Luigi Mangione e se os americanos justificam o assassinato ou não
Spiegelman citou uma pesquisa do final de 2024 que revelou que 41 por cento dos Gen. Zers achavam que o assassinato do CEO da United Healthcare, Brian Thompson, era moralmente justificado. Ele perguntou a Piker e Tolentino como eles poderiam entrar na fila.
“Friedrich Engels (co-autor de ‘O Manifesto Comunista’) escreveu sobre o conceito de assassinato social”, respondeu Picker. E Brian Thompson, como CEO da United Healthcare, envolveu-se em enormes quantidades de assassinatos sociais.”
Ele descreveu o sistema de saúde dos EUA como uma “forma sistemática de violência” e disse que resultou em “quantidades extremas de dor, quantidades excruciantes de violência, quantidades excruciantes de mortes”.
Após a notícia do assassinato de Thompson, Pecker disse: “Vi muitas pessoas entenderem imediatamente por que isso aconteceu”.
Tolentino descreveu então os CEO dos cuidados de saúde como “comerciantes de assassinato social (e) de violência estrutural contra as pessoas.
No entanto, ele acrescentou: “Não acho que nos tornamos uma cultura onde o assassinato é aceitável. Acho que nos tornamos uma cultura onde os cuidados de saúde privados são tão imorais que as pessoas tiveram uma reação muito específica ao assassinato de Brian Thompson”.
As meninas discordam
“Acho que somos uma cultura profundamente violenta”, disse ele. “De certa forma, o assassinato de Charlie Kirk não foi o único. Tiroteios em escolas acontecem o tempo todo e, na verdade, decidimos quase coletivamente que este é apenas mais um subproduto da existência americana.”

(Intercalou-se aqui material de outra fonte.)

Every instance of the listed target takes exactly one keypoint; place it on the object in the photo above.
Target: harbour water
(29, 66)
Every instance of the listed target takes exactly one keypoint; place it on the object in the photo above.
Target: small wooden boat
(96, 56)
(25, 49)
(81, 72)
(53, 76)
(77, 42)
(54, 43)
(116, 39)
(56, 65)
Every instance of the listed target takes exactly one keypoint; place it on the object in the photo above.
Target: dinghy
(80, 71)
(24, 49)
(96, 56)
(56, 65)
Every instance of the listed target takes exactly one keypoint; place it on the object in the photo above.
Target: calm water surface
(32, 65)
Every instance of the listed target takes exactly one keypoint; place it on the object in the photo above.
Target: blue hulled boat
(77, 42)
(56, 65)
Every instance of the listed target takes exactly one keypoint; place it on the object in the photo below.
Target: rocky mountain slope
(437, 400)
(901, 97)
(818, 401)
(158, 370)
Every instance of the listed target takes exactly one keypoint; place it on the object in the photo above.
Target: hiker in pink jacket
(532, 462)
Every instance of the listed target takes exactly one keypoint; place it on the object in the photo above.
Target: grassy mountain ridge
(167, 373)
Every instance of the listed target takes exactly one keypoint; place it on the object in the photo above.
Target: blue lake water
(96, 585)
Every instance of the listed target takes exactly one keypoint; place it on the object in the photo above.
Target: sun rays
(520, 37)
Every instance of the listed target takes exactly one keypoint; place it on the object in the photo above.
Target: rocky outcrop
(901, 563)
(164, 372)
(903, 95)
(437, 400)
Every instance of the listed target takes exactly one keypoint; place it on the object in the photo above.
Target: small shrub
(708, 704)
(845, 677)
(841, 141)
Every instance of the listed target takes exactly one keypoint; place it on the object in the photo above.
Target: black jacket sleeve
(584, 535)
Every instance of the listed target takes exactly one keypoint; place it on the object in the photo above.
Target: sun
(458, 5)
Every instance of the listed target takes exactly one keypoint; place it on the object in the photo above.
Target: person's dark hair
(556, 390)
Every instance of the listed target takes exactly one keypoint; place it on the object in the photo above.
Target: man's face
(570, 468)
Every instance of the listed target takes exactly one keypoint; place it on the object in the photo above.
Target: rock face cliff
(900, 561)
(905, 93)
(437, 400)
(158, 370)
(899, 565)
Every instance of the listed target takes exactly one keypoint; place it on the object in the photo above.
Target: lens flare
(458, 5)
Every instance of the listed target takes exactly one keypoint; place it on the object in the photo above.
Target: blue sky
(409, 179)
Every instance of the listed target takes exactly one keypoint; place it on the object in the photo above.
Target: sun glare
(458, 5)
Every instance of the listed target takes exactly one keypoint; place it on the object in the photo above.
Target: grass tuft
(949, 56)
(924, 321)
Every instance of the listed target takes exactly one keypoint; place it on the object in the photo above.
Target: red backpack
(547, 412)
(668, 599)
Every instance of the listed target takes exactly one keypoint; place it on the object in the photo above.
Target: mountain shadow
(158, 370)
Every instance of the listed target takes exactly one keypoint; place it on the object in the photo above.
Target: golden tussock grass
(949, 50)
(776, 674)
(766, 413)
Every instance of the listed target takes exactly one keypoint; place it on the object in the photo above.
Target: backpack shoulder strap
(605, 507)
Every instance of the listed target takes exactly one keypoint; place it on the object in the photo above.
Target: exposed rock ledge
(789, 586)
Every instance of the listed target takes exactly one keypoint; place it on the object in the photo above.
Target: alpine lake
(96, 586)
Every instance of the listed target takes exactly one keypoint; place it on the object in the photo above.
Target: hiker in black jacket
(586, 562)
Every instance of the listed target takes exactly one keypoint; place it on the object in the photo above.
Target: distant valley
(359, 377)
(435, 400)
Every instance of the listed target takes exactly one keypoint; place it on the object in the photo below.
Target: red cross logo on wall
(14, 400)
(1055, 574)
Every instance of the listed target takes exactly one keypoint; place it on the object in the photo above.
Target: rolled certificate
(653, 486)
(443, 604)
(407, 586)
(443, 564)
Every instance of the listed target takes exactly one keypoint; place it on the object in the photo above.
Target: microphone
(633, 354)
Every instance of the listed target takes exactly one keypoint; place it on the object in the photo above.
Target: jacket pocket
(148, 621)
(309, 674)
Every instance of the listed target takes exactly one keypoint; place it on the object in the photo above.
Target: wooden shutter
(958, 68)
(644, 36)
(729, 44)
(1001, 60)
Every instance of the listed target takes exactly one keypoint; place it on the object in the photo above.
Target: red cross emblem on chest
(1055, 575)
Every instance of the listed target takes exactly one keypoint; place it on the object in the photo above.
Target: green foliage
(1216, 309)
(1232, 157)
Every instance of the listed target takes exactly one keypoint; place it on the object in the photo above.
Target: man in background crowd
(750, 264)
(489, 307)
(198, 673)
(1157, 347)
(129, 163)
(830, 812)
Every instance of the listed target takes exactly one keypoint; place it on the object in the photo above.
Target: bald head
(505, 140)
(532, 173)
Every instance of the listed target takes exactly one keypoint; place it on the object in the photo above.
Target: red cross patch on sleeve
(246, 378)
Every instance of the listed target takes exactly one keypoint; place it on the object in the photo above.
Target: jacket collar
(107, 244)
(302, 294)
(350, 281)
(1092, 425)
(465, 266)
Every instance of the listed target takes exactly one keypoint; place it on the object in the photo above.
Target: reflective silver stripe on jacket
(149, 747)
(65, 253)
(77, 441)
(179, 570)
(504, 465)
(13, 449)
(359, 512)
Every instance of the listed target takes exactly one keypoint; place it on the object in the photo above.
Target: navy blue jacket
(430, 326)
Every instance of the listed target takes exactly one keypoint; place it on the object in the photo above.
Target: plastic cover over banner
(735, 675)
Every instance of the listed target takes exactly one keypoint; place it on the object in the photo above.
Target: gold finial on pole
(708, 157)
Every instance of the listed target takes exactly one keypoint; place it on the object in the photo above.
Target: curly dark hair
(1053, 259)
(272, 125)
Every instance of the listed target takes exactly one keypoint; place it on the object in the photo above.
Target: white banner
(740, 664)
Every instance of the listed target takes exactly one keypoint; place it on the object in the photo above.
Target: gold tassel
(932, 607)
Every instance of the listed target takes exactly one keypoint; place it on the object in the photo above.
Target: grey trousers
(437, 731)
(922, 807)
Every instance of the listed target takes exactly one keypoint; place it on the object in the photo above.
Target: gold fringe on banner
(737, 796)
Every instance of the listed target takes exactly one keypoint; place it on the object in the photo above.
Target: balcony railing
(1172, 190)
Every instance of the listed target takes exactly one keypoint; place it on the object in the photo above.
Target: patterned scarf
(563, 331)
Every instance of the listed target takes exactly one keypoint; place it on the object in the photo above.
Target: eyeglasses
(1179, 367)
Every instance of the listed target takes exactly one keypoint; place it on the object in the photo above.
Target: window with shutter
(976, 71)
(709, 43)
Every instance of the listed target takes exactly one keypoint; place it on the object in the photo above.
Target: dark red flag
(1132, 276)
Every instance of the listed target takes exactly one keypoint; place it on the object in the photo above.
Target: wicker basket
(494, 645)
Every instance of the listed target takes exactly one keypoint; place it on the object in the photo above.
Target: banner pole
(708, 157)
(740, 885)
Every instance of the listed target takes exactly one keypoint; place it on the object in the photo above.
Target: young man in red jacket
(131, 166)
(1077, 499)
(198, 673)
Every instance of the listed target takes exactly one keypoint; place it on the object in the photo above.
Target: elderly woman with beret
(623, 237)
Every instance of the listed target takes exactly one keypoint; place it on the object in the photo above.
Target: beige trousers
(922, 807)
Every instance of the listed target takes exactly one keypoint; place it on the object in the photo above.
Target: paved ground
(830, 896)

Tolentino explicou então como o assassinato de Thompson poderia ter sido uma oportunidade “para alguém jogar a bola para o outro lado” e levar o país em direção à assistência médica universal.
“Acho que esta é uma das oportunidades perdidas mais flagrantes que vimos na história política recente”, disse Tolentino.
A Internet responde
Em resposta, o Wall Street Journal publicou um artigo descrevendo o artigo do New York Times como uma tentativa de “legitimar o roubo e justificar o assassinato”.
O Journal escreveu: “Se houver uma fresta de esperança nesta história da terrível capitulação dos padrões editoriais a uma multidão marxista pós-ética, isso pode levar alguns jornalistas liberais a decidir que já estão fartos da ideia de que não existe longe demais.”
A procuradora dos EUA, Jill Filipovich, respondeu de forma semelhante a este artigo no X. Ele escreveu: “Esta entrevista me entristece muito. Um colapso completo de qualquer código moral/senso de integridade pessoal/compromisso com o bem comum.”
O economista e ex-membro da UE Luis Garricano acrescentou: “O New York Times deu a três comentaristas uma página para admitir que roubar é divertido e interessante.
Foram poucos os elogios a esta peça. Malcolm Harris, editor do The New Inquiry, escreveu: “Eles fizeram bem com tudo o que pensei”.